In any case, the news presenter as a well-known and trusted source of information will increasingly be bypassed through direct communication by politicians like Donald Trump. With that, fact-checking is superseded in favour of sensationalism. This is known as ATAWAD – Any Time Any Where Any Device. ATAWAD has already broken the TV-vis-à-vis-audience link for many of those under 40 years of age. In short, post-war TV broadcasting defined the years between the 1930s and 1970s; Cable/Satellite TV defined the era between the 1970s and the 1990s; digitalisation defined the era of the 1990s and 2000s; while the Internet defined everything beyond 2010.
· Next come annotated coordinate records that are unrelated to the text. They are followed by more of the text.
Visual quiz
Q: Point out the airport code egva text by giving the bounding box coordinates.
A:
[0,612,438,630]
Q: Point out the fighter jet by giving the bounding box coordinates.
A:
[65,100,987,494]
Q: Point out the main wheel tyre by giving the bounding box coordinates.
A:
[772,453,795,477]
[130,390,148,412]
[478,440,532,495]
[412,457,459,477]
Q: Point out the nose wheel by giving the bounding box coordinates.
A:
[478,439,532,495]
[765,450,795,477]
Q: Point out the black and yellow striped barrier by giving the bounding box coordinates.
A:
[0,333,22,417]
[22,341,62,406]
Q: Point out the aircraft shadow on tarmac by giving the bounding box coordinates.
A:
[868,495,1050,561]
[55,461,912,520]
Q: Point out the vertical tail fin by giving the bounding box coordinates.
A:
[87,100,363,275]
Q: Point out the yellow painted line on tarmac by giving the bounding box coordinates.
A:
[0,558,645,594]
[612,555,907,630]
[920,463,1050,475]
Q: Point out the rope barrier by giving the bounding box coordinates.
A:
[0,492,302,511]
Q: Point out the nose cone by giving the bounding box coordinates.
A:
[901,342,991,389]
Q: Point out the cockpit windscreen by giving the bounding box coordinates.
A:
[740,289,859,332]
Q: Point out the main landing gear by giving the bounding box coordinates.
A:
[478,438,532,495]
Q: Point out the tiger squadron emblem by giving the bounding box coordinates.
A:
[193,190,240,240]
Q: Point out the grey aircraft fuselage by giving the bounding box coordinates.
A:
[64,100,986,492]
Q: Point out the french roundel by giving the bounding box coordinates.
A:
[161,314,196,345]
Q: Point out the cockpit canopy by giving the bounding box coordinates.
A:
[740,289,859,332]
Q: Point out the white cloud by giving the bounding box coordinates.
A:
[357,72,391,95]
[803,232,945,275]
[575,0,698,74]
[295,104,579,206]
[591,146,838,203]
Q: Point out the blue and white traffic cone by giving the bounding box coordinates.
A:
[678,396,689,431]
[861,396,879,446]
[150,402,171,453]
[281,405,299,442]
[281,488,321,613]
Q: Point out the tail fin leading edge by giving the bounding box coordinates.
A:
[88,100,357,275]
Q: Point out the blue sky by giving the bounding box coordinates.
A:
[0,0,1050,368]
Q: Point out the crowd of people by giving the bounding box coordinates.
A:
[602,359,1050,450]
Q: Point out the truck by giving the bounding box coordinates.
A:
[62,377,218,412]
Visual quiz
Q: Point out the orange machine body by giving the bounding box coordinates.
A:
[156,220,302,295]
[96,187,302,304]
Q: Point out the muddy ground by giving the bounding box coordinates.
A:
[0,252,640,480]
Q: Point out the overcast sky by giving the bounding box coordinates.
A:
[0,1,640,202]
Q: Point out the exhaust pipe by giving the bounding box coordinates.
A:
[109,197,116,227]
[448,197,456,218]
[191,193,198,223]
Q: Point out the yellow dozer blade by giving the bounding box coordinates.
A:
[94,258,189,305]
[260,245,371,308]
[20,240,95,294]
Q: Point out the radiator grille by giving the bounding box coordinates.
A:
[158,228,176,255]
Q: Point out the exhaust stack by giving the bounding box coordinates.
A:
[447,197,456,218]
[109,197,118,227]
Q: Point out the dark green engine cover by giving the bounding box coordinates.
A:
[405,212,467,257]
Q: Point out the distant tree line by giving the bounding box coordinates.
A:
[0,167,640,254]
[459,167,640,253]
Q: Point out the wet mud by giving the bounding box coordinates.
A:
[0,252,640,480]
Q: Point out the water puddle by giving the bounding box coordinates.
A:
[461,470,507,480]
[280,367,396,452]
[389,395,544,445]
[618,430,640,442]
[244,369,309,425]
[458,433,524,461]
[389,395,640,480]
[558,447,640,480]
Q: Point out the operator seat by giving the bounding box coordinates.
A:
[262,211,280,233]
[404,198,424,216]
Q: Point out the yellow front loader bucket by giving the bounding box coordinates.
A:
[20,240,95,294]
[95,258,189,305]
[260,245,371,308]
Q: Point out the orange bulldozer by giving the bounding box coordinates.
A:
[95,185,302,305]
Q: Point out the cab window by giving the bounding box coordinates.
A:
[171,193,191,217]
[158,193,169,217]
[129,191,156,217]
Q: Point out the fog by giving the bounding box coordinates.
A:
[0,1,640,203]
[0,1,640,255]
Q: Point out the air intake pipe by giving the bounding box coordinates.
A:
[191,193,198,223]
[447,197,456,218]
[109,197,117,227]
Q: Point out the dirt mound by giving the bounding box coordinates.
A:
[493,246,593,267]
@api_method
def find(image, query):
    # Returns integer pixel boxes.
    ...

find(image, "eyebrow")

Whatever one might say about Donald Trump, he has successfully managed the transition from TV into the Internet age. He has moved from TV to Twitter without a glitch. Donald Trump is not a newspaperman. His Twitter actions are very much in line with the fact that US newspapers only gain $1.- for every $25.- they lost in advertising. Newspapers are dying – Donald Trump doesn’t care about that. On the upswing, only quality papers like the New York Times, the British Financial Times, the Wall Street Journal, the British Guardian, the French Le Monde Diplomatique, etc. will survive. Some journalism will also survive in the form of quality papers offering a subscription model instead of click- baits.

Increasingly, this will mean a stupidification of the likes of Donald Trump voters and quality news for the educated middle-class. Donald Trump will love it.